The Mixed National Institute of Standards and Technology (MNIST) database is a commonly used high-dimensional benchmark problem with practical relevance (http://yann.lecun.com/exdb/mnist/). The database contains images of handwritten digits from 0 to 9, digitized to 28 × 28 pixels. Hence, each observation has 28·28 = 768 dimensions. The dataset is divided into a training and a test set to enable reproducible benchmarking. We picked a subset of this dataset consisting of the digits “5” and “7,” using 2,000 samples from the training set and 1,920 samples from the test set (Fig. 5B). On the MNIST dataset, the spiking network outperformed the NB classifier by a large margin (hardware network: mean RK = 0.94; NB: 0.82; Fig. 5C, Right). Interestingly, when training the NB classifier on the spike counts produced by PNs in the network (that is, after the lateral inhibition stage in the decorrelation layer), its performance increases to similar levels as obtained with the classifier network (mean RK = 0.96). This observation is in line with a previous study which demonstrated that lateral inhibition increases classifier performance on a 184-dimensional odor dataset (17).
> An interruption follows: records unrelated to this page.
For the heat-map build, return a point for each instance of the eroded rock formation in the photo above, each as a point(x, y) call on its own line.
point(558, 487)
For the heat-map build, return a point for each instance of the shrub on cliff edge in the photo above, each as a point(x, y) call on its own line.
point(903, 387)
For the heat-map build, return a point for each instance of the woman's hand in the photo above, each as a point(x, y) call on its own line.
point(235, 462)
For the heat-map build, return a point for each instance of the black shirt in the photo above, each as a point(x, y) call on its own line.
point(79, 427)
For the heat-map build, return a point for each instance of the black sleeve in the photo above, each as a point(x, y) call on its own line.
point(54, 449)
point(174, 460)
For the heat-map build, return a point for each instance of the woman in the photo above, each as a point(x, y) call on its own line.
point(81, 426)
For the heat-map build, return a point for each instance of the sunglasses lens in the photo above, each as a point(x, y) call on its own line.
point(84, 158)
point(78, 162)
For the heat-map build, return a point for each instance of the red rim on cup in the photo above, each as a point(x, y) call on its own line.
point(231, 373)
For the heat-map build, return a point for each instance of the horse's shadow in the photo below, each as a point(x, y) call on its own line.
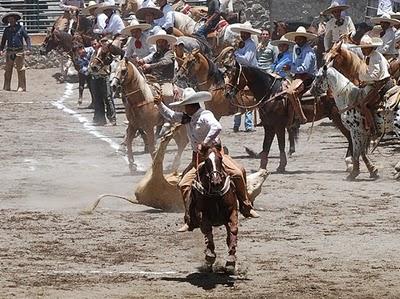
point(206, 281)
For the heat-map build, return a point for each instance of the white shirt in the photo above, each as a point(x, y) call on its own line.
point(115, 25)
point(202, 128)
point(333, 31)
point(144, 51)
point(389, 42)
point(168, 20)
point(378, 68)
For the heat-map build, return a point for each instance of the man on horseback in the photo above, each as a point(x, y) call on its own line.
point(388, 36)
point(337, 26)
point(203, 130)
point(375, 80)
point(166, 22)
point(13, 37)
point(303, 67)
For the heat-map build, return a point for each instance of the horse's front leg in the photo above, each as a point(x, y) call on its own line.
point(282, 154)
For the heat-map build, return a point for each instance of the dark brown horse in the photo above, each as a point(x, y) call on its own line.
point(275, 111)
point(214, 203)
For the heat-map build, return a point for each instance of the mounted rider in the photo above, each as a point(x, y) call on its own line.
point(203, 130)
point(375, 79)
point(303, 68)
point(388, 36)
point(13, 37)
point(337, 26)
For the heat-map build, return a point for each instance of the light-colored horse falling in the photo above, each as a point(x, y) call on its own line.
point(345, 94)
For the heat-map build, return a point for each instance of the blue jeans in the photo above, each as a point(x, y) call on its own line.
point(248, 120)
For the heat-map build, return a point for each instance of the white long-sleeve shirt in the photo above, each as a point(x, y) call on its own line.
point(248, 54)
point(389, 42)
point(333, 31)
point(202, 128)
point(115, 25)
point(168, 20)
point(377, 70)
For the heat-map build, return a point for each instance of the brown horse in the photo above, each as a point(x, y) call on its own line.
point(214, 203)
point(275, 111)
point(141, 111)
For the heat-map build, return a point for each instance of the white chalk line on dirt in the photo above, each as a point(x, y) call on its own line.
point(68, 92)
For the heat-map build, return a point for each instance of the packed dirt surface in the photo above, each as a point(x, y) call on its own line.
point(318, 236)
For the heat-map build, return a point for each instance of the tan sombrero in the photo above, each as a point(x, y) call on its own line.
point(17, 15)
point(135, 25)
point(369, 42)
point(237, 28)
point(335, 6)
point(161, 34)
point(385, 18)
point(105, 6)
point(281, 41)
point(141, 13)
point(301, 31)
point(190, 96)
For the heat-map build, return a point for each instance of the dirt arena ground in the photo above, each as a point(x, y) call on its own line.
point(318, 236)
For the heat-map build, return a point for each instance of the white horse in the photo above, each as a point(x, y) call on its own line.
point(345, 94)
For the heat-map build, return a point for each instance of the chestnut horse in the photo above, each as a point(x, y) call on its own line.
point(275, 111)
point(214, 203)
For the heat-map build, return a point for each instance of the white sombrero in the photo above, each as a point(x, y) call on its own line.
point(301, 31)
point(335, 6)
point(385, 18)
point(281, 41)
point(141, 13)
point(237, 28)
point(16, 15)
point(369, 42)
point(190, 96)
point(135, 25)
point(161, 34)
point(105, 6)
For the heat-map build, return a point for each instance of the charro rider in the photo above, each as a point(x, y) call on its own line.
point(203, 129)
point(388, 35)
point(375, 79)
point(14, 36)
point(161, 64)
point(337, 26)
point(303, 68)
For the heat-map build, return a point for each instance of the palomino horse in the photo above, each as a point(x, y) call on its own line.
point(345, 94)
point(141, 111)
point(275, 111)
point(214, 203)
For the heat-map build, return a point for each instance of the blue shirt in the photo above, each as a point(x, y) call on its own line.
point(283, 59)
point(14, 37)
point(304, 60)
point(84, 61)
point(247, 55)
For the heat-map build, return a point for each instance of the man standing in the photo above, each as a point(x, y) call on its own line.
point(303, 68)
point(338, 25)
point(246, 55)
point(203, 130)
point(266, 51)
point(13, 37)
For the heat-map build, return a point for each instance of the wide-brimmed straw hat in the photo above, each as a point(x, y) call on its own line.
point(301, 31)
point(237, 28)
point(141, 13)
point(385, 18)
point(369, 42)
point(282, 40)
point(335, 6)
point(135, 25)
point(161, 34)
point(105, 6)
point(190, 96)
point(16, 15)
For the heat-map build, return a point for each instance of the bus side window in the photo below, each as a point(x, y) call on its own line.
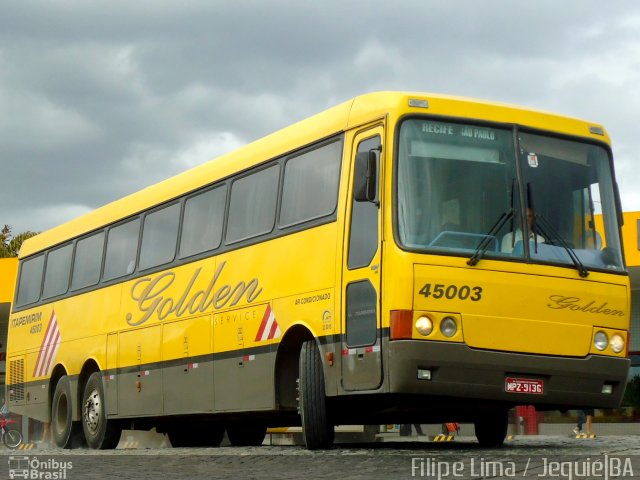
point(30, 282)
point(56, 277)
point(310, 188)
point(363, 237)
point(122, 246)
point(159, 237)
point(203, 221)
point(252, 208)
point(88, 261)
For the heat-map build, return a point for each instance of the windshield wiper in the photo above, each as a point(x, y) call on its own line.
point(489, 237)
point(547, 228)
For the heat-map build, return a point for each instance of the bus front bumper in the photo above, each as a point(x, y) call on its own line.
point(456, 370)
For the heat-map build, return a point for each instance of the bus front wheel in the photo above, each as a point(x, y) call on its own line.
point(317, 429)
point(99, 432)
point(491, 429)
point(65, 432)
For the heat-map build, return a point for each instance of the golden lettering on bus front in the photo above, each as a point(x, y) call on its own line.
point(149, 293)
point(576, 304)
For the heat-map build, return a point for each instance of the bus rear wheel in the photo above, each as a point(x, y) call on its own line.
point(65, 432)
point(246, 434)
point(99, 432)
point(491, 429)
point(317, 429)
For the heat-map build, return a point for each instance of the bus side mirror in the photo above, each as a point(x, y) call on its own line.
point(366, 177)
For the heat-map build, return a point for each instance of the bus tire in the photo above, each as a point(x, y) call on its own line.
point(195, 435)
point(100, 433)
point(491, 429)
point(317, 429)
point(65, 432)
point(246, 434)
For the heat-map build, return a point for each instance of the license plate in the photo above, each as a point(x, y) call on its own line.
point(524, 385)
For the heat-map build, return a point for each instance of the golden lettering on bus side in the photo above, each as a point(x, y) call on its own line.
point(148, 294)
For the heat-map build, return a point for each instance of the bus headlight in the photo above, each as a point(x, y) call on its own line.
point(424, 325)
point(617, 343)
point(448, 327)
point(601, 340)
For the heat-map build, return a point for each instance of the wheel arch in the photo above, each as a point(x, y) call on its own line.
point(286, 366)
point(90, 366)
point(57, 373)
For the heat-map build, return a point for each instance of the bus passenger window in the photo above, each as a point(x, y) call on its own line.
point(122, 245)
point(56, 278)
point(310, 187)
point(252, 207)
point(203, 220)
point(88, 261)
point(159, 237)
point(30, 281)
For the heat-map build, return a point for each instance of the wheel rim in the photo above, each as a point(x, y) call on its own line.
point(92, 412)
point(61, 414)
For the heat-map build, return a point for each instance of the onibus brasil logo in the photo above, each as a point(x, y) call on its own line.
point(35, 468)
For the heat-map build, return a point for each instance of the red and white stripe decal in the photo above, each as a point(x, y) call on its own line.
point(269, 328)
point(48, 348)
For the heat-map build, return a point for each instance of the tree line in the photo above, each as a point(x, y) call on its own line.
point(10, 244)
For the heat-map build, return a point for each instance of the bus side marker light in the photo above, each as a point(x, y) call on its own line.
point(401, 324)
point(601, 340)
point(448, 327)
point(617, 343)
point(329, 357)
point(424, 325)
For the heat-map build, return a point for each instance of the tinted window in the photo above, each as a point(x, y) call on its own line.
point(30, 280)
point(310, 188)
point(363, 237)
point(88, 260)
point(122, 245)
point(159, 237)
point(56, 278)
point(253, 205)
point(362, 314)
point(203, 220)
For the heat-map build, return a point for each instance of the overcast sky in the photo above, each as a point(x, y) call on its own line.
point(99, 99)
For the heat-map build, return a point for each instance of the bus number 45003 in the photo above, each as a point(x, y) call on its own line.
point(451, 292)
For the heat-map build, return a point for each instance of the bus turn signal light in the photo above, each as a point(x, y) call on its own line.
point(401, 324)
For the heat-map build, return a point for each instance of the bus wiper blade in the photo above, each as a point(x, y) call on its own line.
point(486, 241)
point(547, 228)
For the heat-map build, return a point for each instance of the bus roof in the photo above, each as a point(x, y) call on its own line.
point(359, 110)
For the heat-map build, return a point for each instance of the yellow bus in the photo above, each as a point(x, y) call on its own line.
point(399, 258)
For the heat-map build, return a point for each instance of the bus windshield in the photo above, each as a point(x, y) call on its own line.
point(461, 188)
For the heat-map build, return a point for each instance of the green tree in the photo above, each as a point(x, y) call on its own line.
point(10, 245)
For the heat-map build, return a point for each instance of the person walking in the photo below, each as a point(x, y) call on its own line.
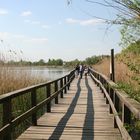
point(81, 70)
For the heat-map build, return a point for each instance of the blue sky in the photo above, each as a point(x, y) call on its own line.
point(43, 29)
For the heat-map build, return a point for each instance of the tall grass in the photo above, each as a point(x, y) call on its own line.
point(14, 78)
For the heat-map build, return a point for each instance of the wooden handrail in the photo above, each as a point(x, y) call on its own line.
point(9, 123)
point(117, 99)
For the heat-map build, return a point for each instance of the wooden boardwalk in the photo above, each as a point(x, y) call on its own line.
point(81, 114)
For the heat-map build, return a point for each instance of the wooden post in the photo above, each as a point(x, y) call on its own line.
point(33, 103)
point(126, 115)
point(56, 89)
point(112, 69)
point(7, 118)
point(48, 95)
point(61, 85)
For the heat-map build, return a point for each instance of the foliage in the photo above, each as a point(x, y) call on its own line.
point(53, 62)
point(92, 60)
point(130, 90)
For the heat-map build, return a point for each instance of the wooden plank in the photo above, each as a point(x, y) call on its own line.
point(81, 114)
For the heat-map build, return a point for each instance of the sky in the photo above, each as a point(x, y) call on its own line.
point(43, 29)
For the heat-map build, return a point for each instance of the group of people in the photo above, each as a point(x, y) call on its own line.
point(80, 70)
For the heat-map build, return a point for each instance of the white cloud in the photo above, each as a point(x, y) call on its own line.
point(72, 21)
point(38, 40)
point(85, 22)
point(35, 22)
point(3, 11)
point(27, 21)
point(45, 26)
point(26, 13)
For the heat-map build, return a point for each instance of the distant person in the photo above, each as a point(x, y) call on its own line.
point(81, 70)
point(76, 70)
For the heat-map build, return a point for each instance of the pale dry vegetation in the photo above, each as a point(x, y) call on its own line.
point(13, 78)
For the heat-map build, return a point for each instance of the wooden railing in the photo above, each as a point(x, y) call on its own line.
point(9, 122)
point(126, 111)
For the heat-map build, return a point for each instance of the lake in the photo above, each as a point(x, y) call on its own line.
point(45, 73)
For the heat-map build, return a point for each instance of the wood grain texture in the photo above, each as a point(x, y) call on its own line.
point(81, 114)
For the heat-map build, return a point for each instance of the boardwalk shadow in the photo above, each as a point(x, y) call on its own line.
point(62, 123)
point(88, 133)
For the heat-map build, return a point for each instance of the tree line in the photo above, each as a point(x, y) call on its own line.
point(55, 62)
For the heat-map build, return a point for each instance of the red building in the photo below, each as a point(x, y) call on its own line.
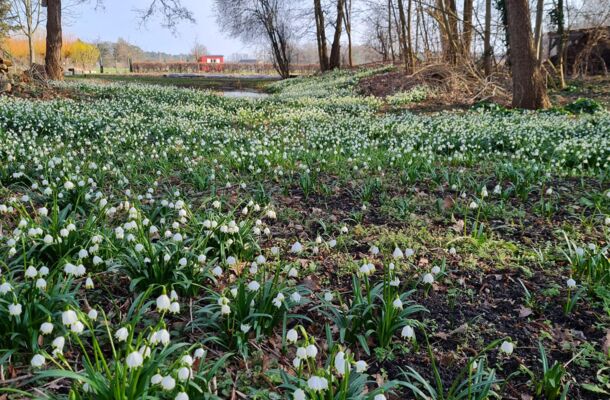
point(212, 59)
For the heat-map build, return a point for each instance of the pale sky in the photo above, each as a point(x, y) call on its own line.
point(118, 18)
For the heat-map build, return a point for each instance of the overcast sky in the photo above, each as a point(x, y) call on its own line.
point(118, 18)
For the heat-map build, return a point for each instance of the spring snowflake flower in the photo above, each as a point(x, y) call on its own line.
point(299, 394)
point(38, 361)
point(397, 254)
point(296, 297)
point(296, 248)
point(163, 303)
point(407, 332)
point(199, 353)
point(507, 347)
point(168, 383)
point(253, 286)
point(121, 334)
point(69, 317)
point(278, 300)
point(5, 288)
point(89, 283)
point(46, 328)
point(361, 366)
point(312, 351)
point(184, 374)
point(317, 383)
point(428, 279)
point(397, 304)
point(134, 360)
point(31, 272)
point(292, 336)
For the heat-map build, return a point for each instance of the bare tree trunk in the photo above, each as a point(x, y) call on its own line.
point(348, 30)
point(402, 37)
point(538, 30)
point(54, 41)
point(561, 37)
point(487, 39)
point(529, 90)
point(467, 27)
point(390, 39)
point(321, 36)
point(335, 50)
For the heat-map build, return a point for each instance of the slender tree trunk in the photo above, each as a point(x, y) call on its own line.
point(561, 37)
point(487, 39)
point(54, 41)
point(467, 27)
point(335, 50)
point(538, 30)
point(529, 90)
point(390, 39)
point(348, 30)
point(321, 36)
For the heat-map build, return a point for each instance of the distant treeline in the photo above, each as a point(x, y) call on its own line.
point(194, 67)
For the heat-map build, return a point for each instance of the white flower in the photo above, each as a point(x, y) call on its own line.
point(507, 347)
point(361, 366)
point(312, 351)
point(199, 353)
point(163, 303)
point(277, 301)
point(37, 361)
point(317, 383)
point(299, 394)
point(397, 254)
point(5, 288)
point(340, 363)
point(407, 332)
point(31, 272)
point(68, 317)
point(296, 248)
point(77, 327)
point(184, 374)
point(121, 334)
point(182, 396)
point(92, 314)
point(168, 383)
point(397, 303)
point(46, 328)
point(292, 336)
point(89, 283)
point(134, 360)
point(253, 286)
point(428, 279)
point(296, 297)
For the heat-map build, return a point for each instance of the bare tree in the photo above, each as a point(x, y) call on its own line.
point(251, 20)
point(27, 16)
point(529, 90)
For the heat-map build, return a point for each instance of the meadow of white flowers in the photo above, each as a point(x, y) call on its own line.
point(145, 251)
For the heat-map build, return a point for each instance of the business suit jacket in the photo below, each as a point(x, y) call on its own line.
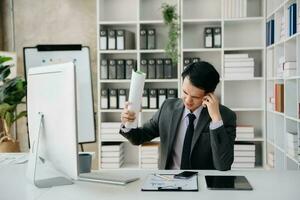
point(211, 149)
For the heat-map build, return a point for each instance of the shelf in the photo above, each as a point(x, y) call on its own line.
point(152, 51)
point(117, 23)
point(161, 80)
point(244, 19)
point(247, 109)
point(117, 51)
point(111, 110)
point(243, 48)
point(250, 140)
point(115, 81)
point(151, 22)
point(246, 79)
point(202, 50)
point(292, 118)
point(191, 21)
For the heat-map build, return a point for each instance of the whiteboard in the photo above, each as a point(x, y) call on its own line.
point(54, 54)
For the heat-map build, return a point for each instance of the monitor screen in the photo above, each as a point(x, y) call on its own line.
point(227, 183)
point(51, 92)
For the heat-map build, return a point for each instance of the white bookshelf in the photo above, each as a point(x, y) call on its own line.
point(280, 123)
point(239, 35)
The reason for this effect lies in the fact that lateral inhibition transforms the broad, overlapping receptive fields of VRs (and in consequence RNs) into more localized representations of input space. In other words, receptive fields of PNs are narrower than those of VRs, and they overlap to a lesser degree. As a result, PN activity is also sparser than VR activity, that is, only few PN populations respond to a particular stimulus. This behavior can be observed, for example, when comparing the spike counts of RNs and PNs in Fig. 2 A and B. Sparser activity and more local receptive fields simplify the training process, because it becomes easier to identify the input units that are relevant to discriminate data points in a particular region of input space (the “credit assignment problem”). We explain the soft partitioning effect provided by lateral inhibition in detail in SI Results, Effect of Lateral Inhibition on Classification Performance, including an illustrated example (Fig. S3).
Speed Considerations.
The major advantage in using accelerated neuromorphic hardware for spiking neuronal simulations is its potentially fast execution time. On the neuromorphic hardware system used in this study, simulations run with a speedup factor of 104. Hence, presenting all 150 iris data points for 1 s (biological time) each to the hardware network takes 150 s/104 = 15 ms pure network run time. Practical applications require data transfer for spikes and synaptic weights to and from the system as well as the parameterization of the hardware network, which adds to the pure network run time (for details, see SI Materials and Methods and Fig. S4). These factors depend on the efficiency of the software interface for the hardware system. Because we are working with a prototype setup, its interface is under constant development and improvement. At the time of writing, the hardware system effectively achieved an overall 13-fold speedup compared with biological real time. We want to stress that this number may improve as the software interface is continuously optimized.
Discussion
We demonstrated the implementation of a spiking neuronal network for classification of multidimensional data on a neuromorphic hardware system. The network is capable of separating data in a nonlinear fashion through encoding by VRs. The transformation by lateral inhibition increases classification performance. It performed robustly in the presence of stochastic trial-to-trial variability inherent to the hardware system. The network is not restricted to any specific kind of data, but is capable of classifying arbitrary real-valued, multidimensional data, and hence universally suited for all kinds of classification tasks. It achieved performance values comparable to a standard machine learning classifier, which points out the network's wide applicability to real-world problems. The present network implementation is a proof of concept that can serve as a building block for classifier tasks on neuromorphic hardware. Together with the high speedup factor of the neuromorphic hardware system, our universal classification network is an important step toward high-performance neurocomputing.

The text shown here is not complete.